When sending Medical Insurance, review the following to ensure claims are accepted.
On the Insurance Plan, Plan Info Tab, check the Medical Insurance box. This is used for medical and institutional claims, and controls whether claims go out in dental format or in medical/institutional format. Also set the Claim Form to UB04 or 1500, in case paper claims are printed.
The preference, Set medical claims to institutional when using medical insurance, affects all insurance plans set as medical and determines whether claims are created as medical (837-P) or institutional (837-I). This option can be changed for individual claims.
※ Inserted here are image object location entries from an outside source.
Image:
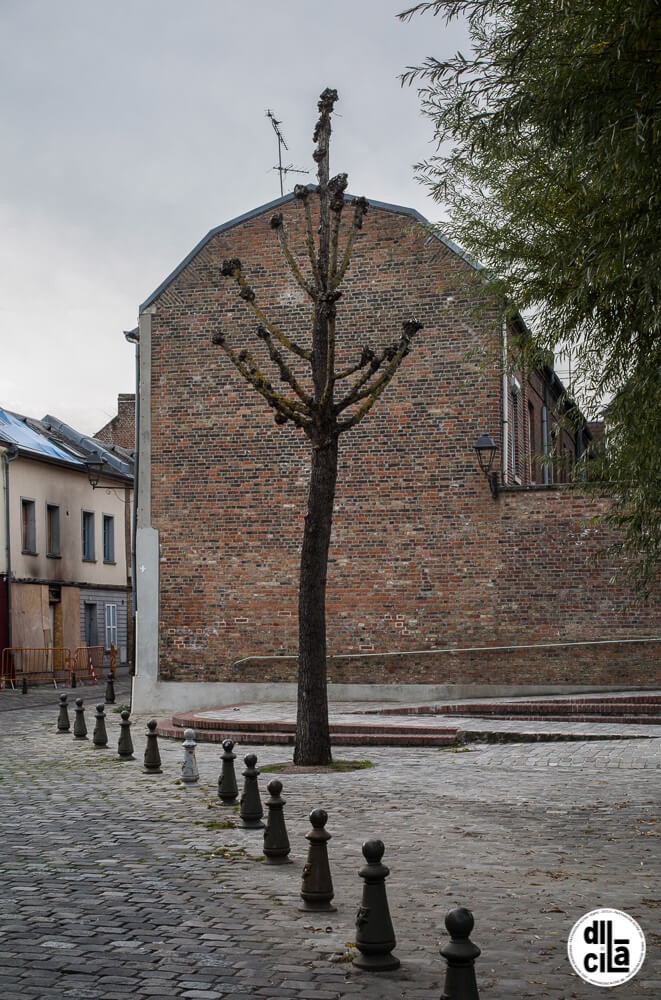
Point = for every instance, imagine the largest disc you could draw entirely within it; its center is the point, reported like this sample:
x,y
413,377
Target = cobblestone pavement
x,y
118,883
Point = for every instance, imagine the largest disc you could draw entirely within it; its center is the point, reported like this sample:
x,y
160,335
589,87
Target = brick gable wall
x,y
421,557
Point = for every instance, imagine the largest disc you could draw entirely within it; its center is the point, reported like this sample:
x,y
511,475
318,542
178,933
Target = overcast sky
x,y
131,128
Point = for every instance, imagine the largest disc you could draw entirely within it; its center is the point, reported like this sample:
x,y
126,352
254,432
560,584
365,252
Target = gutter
x,y
8,455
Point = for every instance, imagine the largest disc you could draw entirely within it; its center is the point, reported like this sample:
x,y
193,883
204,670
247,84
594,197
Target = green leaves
x,y
553,182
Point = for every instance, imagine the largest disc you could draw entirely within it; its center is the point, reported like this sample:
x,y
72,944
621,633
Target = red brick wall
x,y
422,557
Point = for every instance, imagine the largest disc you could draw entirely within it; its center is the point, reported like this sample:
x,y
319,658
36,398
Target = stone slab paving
x,y
116,883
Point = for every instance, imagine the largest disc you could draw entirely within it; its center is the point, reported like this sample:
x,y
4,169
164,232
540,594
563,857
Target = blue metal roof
x,y
15,429
269,206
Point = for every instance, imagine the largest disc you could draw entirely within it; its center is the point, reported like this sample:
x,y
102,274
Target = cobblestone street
x,y
119,883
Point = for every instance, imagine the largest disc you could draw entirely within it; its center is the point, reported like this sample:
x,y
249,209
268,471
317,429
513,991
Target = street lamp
x,y
485,449
94,469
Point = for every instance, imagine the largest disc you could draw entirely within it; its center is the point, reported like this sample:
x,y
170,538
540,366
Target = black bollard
x,y
100,736
152,763
317,887
375,937
125,743
79,726
63,724
460,954
228,791
190,774
276,841
251,811
110,690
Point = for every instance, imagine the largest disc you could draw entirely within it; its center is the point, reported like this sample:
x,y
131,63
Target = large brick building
x,y
432,581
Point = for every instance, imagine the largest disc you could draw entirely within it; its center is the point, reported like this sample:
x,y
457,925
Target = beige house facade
x,y
65,566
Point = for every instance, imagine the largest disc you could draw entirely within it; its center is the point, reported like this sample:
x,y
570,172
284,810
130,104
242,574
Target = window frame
x,y
28,526
109,539
110,626
53,531
88,542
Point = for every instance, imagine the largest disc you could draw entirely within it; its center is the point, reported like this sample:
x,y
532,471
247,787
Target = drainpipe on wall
x,y
505,402
8,455
133,337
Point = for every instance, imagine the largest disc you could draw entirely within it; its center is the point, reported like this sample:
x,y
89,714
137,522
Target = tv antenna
x,y
291,169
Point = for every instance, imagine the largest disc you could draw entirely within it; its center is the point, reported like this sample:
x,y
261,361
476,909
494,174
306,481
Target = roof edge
x,y
261,209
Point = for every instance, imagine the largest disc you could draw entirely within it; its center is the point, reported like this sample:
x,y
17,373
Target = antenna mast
x,y
282,144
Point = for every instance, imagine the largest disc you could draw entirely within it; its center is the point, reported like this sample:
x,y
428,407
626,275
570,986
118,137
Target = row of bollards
x,y
375,936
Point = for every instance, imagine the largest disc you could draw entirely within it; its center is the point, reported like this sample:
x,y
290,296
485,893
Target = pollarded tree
x,y
324,403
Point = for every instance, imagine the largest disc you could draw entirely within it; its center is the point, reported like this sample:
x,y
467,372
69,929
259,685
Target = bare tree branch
x,y
232,268
277,225
286,409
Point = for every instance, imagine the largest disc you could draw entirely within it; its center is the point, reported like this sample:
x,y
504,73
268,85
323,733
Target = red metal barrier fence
x,y
50,665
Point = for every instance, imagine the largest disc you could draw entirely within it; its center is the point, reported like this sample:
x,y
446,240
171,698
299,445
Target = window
x,y
28,527
108,538
532,445
52,530
111,626
88,536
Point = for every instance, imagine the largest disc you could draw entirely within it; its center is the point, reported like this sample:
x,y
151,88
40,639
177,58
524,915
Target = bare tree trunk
x,y
312,728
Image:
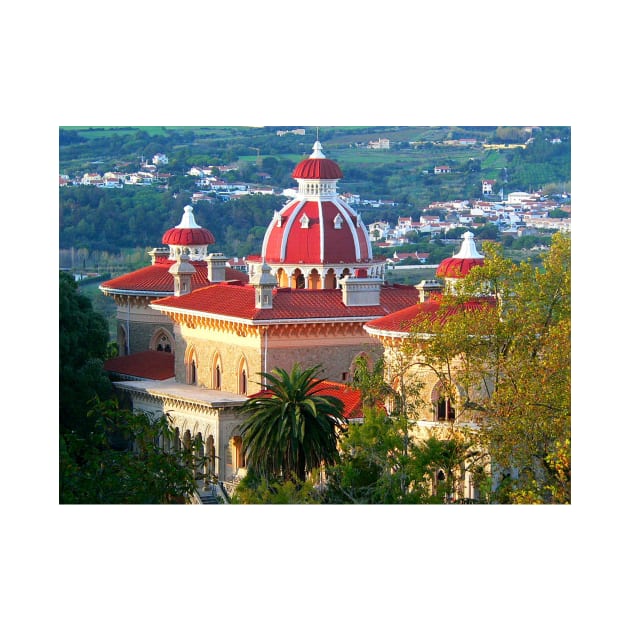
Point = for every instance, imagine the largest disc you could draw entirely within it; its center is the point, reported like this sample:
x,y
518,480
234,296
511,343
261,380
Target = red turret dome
x,y
456,267
317,169
317,166
188,233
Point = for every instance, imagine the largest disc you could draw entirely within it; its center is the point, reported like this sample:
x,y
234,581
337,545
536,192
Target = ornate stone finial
x,y
468,248
188,219
317,151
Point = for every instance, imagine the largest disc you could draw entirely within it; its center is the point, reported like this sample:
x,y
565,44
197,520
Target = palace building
x,y
195,335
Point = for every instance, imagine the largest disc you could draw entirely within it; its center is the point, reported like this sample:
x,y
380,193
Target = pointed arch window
x,y
217,372
243,377
443,404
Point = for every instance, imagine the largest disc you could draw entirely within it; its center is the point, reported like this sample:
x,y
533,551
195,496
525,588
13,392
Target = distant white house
x,y
438,170
380,144
519,197
486,186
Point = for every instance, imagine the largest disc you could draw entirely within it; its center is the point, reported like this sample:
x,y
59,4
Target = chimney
x,y
264,283
428,288
182,272
216,267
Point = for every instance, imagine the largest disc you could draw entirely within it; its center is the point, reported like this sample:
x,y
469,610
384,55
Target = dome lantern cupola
x,y
458,266
188,238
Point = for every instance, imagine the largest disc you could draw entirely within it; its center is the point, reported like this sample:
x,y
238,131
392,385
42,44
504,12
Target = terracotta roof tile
x,y
157,279
404,320
151,364
239,301
349,396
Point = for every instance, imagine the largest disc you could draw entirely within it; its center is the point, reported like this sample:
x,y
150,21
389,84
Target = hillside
x,y
115,220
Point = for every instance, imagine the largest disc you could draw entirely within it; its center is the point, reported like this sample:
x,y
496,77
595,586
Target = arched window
x,y
243,376
298,279
162,341
330,280
239,452
217,371
191,366
443,404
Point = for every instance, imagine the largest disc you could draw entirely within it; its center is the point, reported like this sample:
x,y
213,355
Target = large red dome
x,y
315,233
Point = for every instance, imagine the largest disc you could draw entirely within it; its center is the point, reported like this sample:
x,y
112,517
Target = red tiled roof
x,y
239,302
151,364
156,278
349,396
188,236
404,320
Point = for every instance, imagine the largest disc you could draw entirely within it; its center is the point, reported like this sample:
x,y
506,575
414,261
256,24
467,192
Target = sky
x,y
325,64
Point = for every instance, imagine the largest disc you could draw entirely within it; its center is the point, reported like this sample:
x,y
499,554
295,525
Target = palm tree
x,y
291,427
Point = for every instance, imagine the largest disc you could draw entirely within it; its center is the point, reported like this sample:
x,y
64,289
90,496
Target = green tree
x,y
83,345
374,466
291,428
511,364
121,460
257,490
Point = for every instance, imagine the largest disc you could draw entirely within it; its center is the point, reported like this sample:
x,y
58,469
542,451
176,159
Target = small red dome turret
x,y
188,233
459,265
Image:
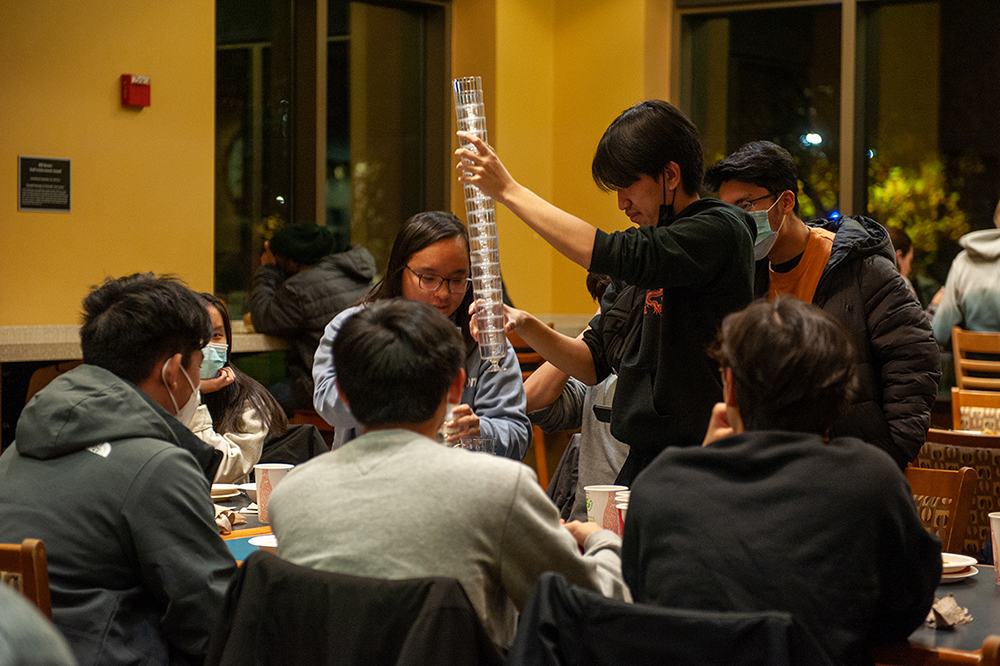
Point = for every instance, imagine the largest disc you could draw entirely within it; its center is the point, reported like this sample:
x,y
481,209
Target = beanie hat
x,y
303,243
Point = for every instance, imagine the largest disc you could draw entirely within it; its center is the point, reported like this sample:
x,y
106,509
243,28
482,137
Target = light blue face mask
x,y
765,236
214,357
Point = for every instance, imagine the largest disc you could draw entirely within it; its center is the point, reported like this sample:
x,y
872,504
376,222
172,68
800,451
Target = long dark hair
x,y
421,231
228,403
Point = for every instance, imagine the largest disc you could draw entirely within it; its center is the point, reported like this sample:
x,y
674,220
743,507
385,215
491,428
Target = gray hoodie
x,y
972,291
118,490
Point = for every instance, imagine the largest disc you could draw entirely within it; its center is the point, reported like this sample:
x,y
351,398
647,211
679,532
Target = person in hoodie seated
x,y
770,516
105,471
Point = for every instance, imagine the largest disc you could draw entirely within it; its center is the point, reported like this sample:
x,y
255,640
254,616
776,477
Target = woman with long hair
x,y
429,262
237,413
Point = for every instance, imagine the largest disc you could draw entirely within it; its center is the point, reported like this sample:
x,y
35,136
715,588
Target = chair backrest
x,y
907,654
970,365
24,566
950,449
276,612
957,488
975,410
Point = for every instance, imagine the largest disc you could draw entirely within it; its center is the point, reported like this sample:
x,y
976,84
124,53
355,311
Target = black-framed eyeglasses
x,y
748,205
433,282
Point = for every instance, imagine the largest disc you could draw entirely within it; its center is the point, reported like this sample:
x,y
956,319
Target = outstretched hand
x,y
483,169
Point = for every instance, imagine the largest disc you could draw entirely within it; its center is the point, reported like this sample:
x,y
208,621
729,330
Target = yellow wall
x,y
563,70
142,181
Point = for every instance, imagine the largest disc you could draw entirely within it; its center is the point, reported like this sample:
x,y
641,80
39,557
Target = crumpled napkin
x,y
946,613
226,519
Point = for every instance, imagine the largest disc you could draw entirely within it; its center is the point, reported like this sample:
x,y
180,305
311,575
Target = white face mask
x,y
765,236
186,413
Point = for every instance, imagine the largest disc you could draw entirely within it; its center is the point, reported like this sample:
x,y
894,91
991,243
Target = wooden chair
x,y
529,360
965,342
958,486
975,410
26,564
906,654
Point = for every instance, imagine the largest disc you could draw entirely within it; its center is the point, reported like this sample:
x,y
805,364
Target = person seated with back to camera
x,y
395,504
766,515
237,413
429,262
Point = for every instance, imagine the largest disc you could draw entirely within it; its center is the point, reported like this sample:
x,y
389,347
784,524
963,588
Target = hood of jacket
x,y
982,245
88,406
856,237
356,263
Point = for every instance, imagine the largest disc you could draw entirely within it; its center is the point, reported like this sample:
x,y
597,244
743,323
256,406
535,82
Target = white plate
x,y
962,575
952,563
267,542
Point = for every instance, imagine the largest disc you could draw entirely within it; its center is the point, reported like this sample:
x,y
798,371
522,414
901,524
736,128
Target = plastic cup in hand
x,y
267,475
481,444
601,507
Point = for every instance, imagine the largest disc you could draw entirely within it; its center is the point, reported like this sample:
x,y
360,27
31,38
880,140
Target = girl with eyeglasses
x,y
429,262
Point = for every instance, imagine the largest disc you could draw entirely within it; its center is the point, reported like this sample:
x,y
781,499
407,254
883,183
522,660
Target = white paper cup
x,y
268,475
482,444
995,532
601,507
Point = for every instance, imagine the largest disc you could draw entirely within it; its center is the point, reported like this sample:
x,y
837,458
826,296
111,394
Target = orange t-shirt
x,y
801,281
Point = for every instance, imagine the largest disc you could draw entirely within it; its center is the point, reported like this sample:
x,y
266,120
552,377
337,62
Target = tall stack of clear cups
x,y
484,249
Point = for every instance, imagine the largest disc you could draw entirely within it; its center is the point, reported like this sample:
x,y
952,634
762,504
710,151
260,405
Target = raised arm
x,y
571,236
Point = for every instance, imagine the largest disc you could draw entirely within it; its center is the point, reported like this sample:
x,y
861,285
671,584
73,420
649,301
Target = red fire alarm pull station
x,y
135,90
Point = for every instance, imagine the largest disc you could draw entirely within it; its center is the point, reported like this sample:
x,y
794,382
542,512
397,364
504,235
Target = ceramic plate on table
x,y
224,490
952,563
968,572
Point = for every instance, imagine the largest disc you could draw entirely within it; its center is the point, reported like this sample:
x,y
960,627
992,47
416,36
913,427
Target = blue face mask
x,y
214,357
765,236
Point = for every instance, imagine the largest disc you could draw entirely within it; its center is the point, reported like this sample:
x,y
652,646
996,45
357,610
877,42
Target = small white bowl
x,y
250,489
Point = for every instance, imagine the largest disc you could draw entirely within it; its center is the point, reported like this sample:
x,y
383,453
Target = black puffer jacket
x,y
898,360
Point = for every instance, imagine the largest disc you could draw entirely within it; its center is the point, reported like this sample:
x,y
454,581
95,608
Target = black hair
x,y
228,403
395,361
792,364
131,323
643,140
759,163
418,232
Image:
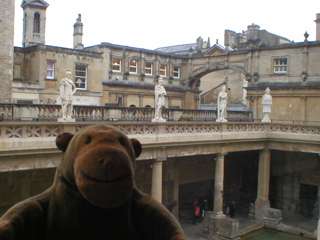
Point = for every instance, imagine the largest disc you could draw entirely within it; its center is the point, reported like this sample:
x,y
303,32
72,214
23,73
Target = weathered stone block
x,y
272,216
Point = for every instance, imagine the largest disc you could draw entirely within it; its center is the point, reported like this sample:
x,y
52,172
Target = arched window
x,y
36,23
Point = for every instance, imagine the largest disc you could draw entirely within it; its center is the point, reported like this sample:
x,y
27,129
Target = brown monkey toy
x,y
93,197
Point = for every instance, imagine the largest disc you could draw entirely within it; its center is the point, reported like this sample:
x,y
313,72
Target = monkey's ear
x,y
136,146
63,139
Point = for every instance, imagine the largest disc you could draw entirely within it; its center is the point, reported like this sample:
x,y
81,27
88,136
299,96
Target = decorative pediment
x,y
217,49
34,4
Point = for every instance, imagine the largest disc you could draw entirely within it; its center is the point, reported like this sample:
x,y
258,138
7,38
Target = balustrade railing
x,y
45,112
20,130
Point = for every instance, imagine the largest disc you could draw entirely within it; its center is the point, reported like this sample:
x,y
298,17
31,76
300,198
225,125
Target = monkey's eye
x,y
88,140
122,141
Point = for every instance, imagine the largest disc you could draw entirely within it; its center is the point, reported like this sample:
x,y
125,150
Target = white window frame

Create the medical claim in the Account Module. If the patient has dental insurance and medical insurance, create the medical claim by selecting the procedure(s) and clicking the New Claim dropdown in the toolbar, then Medical.
The Med/Dent and Claim Form settings can be changed on the Edit Claim window.
In Clearinghouses, set a default for dental and a separate default for medical/institutional. Dental clearinghouses cannot accept medical or institutional claims. If generating claim files from Open Dental and uploading them manually to Medicaid, set up a clearinghouse to specify the Claim Export Path. The format for dental claims can be 4010 or 5010, and can be freely switched as needed. Medical and institutional claim format are only 5010.
When Sending Claims, send batches of claims to one clearinghouse at once. To determine the format, information is required from both the claim.MedType and the clearinghouse.Eformat. Neither alone is sufficient. Once messages are generated, they are archived in the etrans table in the database for later retrieval. These archived claims may be seen in the history list at the bottom of the Insurance Claims window. All 4 claim types (med5010, inst5010, dent5010, dent4010) show as "claim sent" in the archival.